# LEVO Builder Bike Project



## mattbc (Dec 12, 2012)

Hi guys.

I thought I would share with you one of my newest trail building tools. Its my Specialized LEVO HT 6fattie. I have it decked out with a front rack and trailer for hauling tools and materials.

























Here's a blog I started on my LEVO Builder Bike Project

https://levobuilderbike.blog/


----------



## twd953 (Aug 21, 2008)

Well done Mattbc. Looks like you've got some serious skills. Nice work on that setup, and it looks like you're cranking out some trails of the same quality.


----------



## Jim_bo (Jul 31, 2011)

The irony is that the bike that helps to build the trails is likely banned on the trails it built!


----------



## jochribs (Nov 12, 2009)

^^I get what you are getting at, but it's not accurate. By that line of thought, the machinery used to build machine built trails should be used to get rad on the trails they were used on. And in that case it actually did build the trails. In the case of the Levo, it simply transported the tools and materials along the conveyance other people/machines built.

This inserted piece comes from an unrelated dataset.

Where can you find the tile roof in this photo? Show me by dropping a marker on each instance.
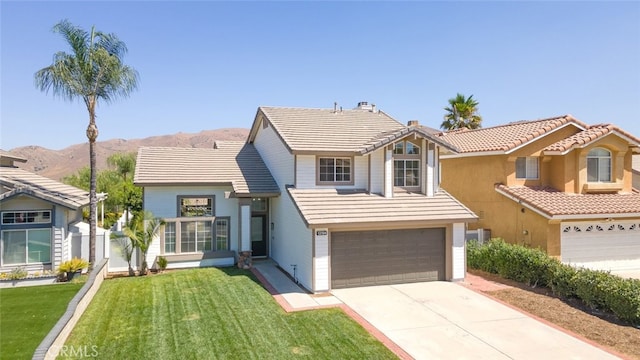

OP, I'm more stoked by your trailer!! Good work.


----------



## bitflogger (Jan 12, 2004)

I'm very impressed with the rack, mounts and trailer. Super work!


----------



## sick4surf (Feb 4, 2004)

Where did you get the trailer with the fat tire? What's the run distance of the battery?

Edit: I read your blog, great job on modifying the trailer.


----------



## motocatfish (Mar 12, 2016)

mattbc said:


> Hi guys.
> 
> I thought I would share with you one of my newest trail building tools. Its my Specialized LEVO HT 6fattie. I have it decked out with a front rack and trailer for hauling tools and materials.
> ...
> ...


Just found this sub-forum and your thread.

BRAVO on the trailer mods! And your trail-building skills & commitment! 

I've been looking for boost-hub-spaced tow trailers for my Powerfly too. Someone needs to make 'em like this!

If you get enough others saying make me the parts to do the same, add me to the list!

Thanks for posting & good luck!

Catfish ...


----------